協定について簡単に言いますと、例えば日本企業から米国に駐在員を一時的に(5年以内の滞在見込みで)送り、その駐在員が日本に帰国した場合、日本の年金の権利を得られる期間(25年)を計算するにあたって、米国の年金支払い期間についても、計算に入れてあげましょうと言った所が大きなポイントだと思われます。ただし、米国で支払った年金については、日本の年金に加算されるわけではなく、また、日本で支払ったものに「応じた」金額のみを受け取ることになるそうです。米国で支払った年金についても同様で、重複しない期間について日本の年金支払い期間を米国の年金計算の期間に入れて計算してあげますということだと思います。
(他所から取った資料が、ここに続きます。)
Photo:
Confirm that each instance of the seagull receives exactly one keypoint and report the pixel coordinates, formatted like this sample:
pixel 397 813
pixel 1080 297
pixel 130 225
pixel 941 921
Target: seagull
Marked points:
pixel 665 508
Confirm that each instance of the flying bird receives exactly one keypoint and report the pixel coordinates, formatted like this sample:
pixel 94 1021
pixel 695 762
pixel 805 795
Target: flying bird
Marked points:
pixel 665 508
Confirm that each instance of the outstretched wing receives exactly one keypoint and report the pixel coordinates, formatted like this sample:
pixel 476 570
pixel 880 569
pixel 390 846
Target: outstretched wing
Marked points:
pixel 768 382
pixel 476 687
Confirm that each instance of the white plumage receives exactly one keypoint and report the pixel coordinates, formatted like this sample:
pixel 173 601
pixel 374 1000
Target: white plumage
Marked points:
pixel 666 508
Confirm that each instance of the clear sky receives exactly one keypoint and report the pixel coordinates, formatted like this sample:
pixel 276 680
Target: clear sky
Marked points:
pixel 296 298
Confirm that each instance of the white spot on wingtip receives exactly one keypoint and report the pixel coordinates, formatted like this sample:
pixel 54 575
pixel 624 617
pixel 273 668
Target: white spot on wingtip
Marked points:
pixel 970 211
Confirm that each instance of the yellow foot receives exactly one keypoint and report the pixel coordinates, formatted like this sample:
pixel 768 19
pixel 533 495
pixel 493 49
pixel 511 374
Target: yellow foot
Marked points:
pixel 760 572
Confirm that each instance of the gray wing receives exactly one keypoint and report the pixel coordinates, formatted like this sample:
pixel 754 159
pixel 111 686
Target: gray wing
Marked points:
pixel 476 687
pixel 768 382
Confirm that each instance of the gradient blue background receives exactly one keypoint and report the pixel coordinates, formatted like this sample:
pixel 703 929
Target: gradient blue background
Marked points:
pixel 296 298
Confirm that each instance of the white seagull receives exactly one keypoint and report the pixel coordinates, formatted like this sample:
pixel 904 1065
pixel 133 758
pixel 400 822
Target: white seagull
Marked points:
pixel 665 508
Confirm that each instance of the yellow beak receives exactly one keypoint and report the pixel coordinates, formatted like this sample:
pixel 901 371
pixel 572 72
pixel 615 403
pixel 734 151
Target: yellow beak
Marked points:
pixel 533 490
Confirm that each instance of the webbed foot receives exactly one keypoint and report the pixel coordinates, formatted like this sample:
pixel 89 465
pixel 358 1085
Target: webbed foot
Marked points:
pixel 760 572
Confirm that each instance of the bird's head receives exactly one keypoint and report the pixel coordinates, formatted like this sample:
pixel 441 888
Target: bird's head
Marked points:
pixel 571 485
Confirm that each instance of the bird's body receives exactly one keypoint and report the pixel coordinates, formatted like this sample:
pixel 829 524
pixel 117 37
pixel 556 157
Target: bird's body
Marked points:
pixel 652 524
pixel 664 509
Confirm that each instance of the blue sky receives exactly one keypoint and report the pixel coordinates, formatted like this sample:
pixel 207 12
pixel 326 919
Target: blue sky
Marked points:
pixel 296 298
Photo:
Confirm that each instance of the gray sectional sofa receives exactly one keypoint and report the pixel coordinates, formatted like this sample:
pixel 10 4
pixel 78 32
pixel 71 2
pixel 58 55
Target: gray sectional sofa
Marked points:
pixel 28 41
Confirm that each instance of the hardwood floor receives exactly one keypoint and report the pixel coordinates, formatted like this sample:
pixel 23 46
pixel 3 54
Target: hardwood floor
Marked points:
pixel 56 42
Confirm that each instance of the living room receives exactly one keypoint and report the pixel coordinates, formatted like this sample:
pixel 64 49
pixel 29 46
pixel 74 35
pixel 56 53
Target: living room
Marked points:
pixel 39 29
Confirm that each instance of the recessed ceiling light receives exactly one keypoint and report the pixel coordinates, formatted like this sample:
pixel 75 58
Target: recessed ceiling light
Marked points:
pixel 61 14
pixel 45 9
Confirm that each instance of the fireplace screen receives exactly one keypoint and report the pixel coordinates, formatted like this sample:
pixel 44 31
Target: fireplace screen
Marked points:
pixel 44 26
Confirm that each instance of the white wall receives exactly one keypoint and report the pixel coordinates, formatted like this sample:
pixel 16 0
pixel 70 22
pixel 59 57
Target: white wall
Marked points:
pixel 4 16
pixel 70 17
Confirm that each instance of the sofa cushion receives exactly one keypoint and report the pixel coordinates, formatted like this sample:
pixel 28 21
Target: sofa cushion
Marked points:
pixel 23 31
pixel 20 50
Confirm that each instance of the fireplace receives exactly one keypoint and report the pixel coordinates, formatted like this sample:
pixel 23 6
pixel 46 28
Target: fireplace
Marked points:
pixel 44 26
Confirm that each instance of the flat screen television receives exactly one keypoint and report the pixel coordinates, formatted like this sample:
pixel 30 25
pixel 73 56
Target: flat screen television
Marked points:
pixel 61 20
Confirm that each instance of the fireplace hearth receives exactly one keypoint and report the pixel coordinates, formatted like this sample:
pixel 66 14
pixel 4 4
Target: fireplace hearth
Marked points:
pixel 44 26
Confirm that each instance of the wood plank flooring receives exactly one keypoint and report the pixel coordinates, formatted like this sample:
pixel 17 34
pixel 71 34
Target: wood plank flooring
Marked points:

この場合、日本、米国、両者の年金取得期間の条件を満たしていなくとも、両国から支払った金額に応じて年金を受け取ることができることになります。(2005年10月施行)ちなみに、最低加入期間がございますので、ご注意ください。
牛島先生間違っていましたらご指摘ください。
米国人も同様に、日本に一時派遣された場合も同様な利益を得ることができます。ただし、国民保険につきましては、米国と日本で制度が大きく異なっていますので、米国人が日本に一時派遣されても、国民健康保険に加入する必要があります。アメリカの場合は、Medicareという制度がありますが、老後について保障するもので、現在の病気等の健康保険とは異なるためだそうです。
今回の日米社会保障協定の対象となるのは、以下の方です。
・アメリカへ駐在員等を派遣しておられる企業等関係者
・アメリカへ一時派遣されている社員の方
・アメリカの年金加入期間を有する方
私の場合は、最後の「アメリカの年金加入期間を有する方」に該当します。詳細は割愛させていただきますが、私の場合は、米国での年金をもらえる権利をすでに獲得していますので、日本の年金をもらうためにどうしたらよいかという点で参考になりました。
今回、企業から米国への一時派遣された方に大きな影響があるようです。これから米国に人を派遣される方は、最寄の社会保障センターにお問い合わせください。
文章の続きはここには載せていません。